Denver Broncos: 5 Most Overpaid and Underpaid Players on the Roster
As fans, we like to dissect and discuss a player's perceived value. Is he worth the salary and bonuses, or should someone else be getting that money? It boils down to a simple equation: perceived value=salary x performance.
Here's a look at the most overpaid and underpaid guys currently on the roster for the orange and blue.
All player's salaries were taken from Rotoworld.
Overpaid: D.J. Williams, LB
Justin Edmonds/Getty Images
This former team captain is one of the highest paid players on the Broncos' roster, standing to rake in $5 million for this upcoming season.

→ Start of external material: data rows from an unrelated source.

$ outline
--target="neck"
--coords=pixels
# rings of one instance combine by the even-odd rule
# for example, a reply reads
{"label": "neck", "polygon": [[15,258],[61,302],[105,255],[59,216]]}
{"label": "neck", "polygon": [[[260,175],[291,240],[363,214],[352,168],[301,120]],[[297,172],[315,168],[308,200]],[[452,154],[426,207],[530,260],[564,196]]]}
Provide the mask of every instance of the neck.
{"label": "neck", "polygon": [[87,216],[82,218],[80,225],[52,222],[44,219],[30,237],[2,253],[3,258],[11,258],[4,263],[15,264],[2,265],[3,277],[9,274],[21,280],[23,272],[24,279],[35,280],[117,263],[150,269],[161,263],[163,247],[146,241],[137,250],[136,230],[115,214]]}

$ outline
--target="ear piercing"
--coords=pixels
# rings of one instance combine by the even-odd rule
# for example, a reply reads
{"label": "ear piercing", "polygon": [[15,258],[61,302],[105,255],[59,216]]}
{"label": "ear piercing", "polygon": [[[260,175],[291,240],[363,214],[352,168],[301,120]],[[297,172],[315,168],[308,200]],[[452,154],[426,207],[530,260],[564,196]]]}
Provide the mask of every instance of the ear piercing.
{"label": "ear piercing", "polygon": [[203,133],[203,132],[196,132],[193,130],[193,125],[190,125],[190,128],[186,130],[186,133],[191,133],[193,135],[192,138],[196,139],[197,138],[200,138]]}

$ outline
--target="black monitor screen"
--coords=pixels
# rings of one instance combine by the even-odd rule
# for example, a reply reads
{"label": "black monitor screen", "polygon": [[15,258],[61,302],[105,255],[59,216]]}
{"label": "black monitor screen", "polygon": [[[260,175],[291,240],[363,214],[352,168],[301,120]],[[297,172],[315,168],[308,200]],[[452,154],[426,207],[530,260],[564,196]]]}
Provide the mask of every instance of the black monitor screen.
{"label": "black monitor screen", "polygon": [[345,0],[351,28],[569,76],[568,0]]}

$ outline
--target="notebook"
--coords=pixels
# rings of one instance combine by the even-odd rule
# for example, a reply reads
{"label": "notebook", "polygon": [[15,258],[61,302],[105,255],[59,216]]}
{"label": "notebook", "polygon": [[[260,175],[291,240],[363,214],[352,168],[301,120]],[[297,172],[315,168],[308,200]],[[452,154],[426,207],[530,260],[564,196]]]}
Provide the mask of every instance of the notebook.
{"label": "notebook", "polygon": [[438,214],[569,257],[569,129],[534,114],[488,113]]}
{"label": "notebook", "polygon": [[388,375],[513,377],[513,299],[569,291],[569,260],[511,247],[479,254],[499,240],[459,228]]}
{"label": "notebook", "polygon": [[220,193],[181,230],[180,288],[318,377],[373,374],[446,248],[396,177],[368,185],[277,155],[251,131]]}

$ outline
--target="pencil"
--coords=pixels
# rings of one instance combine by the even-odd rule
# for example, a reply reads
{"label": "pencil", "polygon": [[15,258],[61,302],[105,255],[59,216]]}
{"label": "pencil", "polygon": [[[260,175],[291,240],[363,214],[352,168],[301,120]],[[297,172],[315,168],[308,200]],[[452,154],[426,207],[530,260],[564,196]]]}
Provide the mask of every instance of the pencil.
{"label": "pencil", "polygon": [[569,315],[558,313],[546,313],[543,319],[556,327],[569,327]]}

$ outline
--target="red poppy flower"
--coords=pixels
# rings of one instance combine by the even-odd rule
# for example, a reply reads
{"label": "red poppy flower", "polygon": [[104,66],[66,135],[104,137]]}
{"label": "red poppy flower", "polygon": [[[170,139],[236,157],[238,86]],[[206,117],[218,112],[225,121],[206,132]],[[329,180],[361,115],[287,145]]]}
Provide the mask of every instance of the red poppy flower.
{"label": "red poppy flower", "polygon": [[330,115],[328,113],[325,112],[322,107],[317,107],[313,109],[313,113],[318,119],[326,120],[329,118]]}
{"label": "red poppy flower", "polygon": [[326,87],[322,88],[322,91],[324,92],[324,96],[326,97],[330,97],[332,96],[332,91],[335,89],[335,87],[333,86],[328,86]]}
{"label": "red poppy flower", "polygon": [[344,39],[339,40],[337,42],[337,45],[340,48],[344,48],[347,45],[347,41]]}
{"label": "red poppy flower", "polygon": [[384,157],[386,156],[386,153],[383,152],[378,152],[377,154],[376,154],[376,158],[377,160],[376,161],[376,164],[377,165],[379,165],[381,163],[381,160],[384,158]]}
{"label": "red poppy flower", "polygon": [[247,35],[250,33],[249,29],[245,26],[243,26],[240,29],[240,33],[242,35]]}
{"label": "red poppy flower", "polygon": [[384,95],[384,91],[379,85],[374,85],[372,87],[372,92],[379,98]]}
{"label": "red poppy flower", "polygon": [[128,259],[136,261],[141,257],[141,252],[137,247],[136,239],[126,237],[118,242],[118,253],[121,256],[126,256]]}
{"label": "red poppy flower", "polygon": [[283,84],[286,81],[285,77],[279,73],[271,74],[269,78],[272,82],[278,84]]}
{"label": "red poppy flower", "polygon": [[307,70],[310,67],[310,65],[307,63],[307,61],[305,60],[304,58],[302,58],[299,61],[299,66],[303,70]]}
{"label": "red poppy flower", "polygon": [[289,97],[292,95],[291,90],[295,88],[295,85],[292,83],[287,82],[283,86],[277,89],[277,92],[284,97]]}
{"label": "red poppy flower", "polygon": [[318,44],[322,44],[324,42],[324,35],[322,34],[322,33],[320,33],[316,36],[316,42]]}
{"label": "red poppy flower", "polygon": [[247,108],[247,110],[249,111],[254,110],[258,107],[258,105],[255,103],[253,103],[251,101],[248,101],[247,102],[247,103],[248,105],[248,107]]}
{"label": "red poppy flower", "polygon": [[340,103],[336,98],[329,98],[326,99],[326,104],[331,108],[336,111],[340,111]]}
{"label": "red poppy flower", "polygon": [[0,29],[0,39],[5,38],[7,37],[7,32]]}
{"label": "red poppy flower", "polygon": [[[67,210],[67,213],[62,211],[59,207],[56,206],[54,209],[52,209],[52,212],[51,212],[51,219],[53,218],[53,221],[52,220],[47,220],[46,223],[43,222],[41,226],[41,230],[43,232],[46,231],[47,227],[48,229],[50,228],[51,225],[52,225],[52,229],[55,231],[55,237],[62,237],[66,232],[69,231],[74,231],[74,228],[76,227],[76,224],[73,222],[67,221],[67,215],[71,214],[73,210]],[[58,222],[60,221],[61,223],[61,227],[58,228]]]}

That's a nice chunk of cash for a guy that might not even be on the final roster coming into the season. The Broncos could decide to part ways with the linebacker following a series of off-field issues and questionable behavior.
Williams is facing a six-game suspension to start the 2012 season stemming from a violation of the league's substance abuse policy. He is also scheduled to appear in court in August for a DUI arrest from November, 2010. If convicted, he could serve jail time and potentially tack on another four games to his suspension.
Perplexingly, Williams released photos of the Broncos' defensive playbook out into the twitterverse. That's not exactly the level of common sense and professionalism one would expect from a guy making the kind of money that he is.
Overpaid: Knowshon Moreno, RB
Christian Petersen/Getty Images
Knowshon Moreno signed a five-year $16.7 million contract with a little over $13 million of it guaranteed when he was drafted by the Broncos as the 12th guy overall in 2009.
So it makes complete sense that he would be offered such a lucrative contract. Too bad he hasn't played even close to the caliber of play that kind of money warrants.
In the three seasons Moreno has been a Bronco, he has yet to crack the 1,000 rushing yard threshold; the closest being his rookie season with 947. The next two seasons were mediocre at best, including his share of injuries which kept Moreno off the field.
Coming into camp this year, Moreno has a lot to prove and is fighting to remain on the Broncos' roster. He is getting paid first-round cash and may not even be on the squad at the end of the preseason.
Overpaid: Jason Hill, WR
Sam Greenwood/Getty Images
The Broncos signed Jason Hill to a one-year deal worth $700,000 in February, 2012 after he was released from the Jaguars.
Compared to most contracts in the league, this deal doesn't seem too outlandish. However, it is too much money for a guy like Hill. Hill never really achieved any consistency with his quarterbacks and has the tendency to drop his fair share of balls.
In 2012, Hill will be making more money than both Demaryius Thomas and Eric Decker, both receivers ahead of him on the depth chart heading into training camp.
We'll see if he can establish chemistry with Peyton Manning and prove that he is worth the acquisition and paycheck.
Underpaid: Willis McGahee, RB
Doug Pensinger/Getty Images
Willis McGahee has experienced a revival in his career and production since signing with the Broncos in 2011. He is only due to make $2 million this upcoming season, chump change compared to other starting running backs around the league.
Even though McGahee is getting up there in running back years, his production last season was certainly an asset for the Broncos offense. He rushed for 1,199 yards with an average of 4.8 yards per carry.
Depending on the performance of Ronnie Hillman in training camp, McGahee will most likely be the starter at the running back position at the start of the season. His salary isn't exactly a reflection of his status or production value.
Underpaid: Wesley Woodyard.LB
Justin Edmonds/Getty Images
Wesley Woodyard compiled 97 tackles and two forced fumbles last season playing behind D.J. Williams at weak-side linebacker and filling in during the nickel package.
In March of this year, Woodyard inked a two-year contract, earning $1.5 million for the upcoming 2012 season with another $2 million in 2013.
With the latest installment of the D.J. Williams soap opera, Woodyard should see a significant growth in his playing time this season, and his numbers could increase as well.
If he can continue his high level of play from last season, there will no problem proving that his value is more than the $1.5 million in his contract.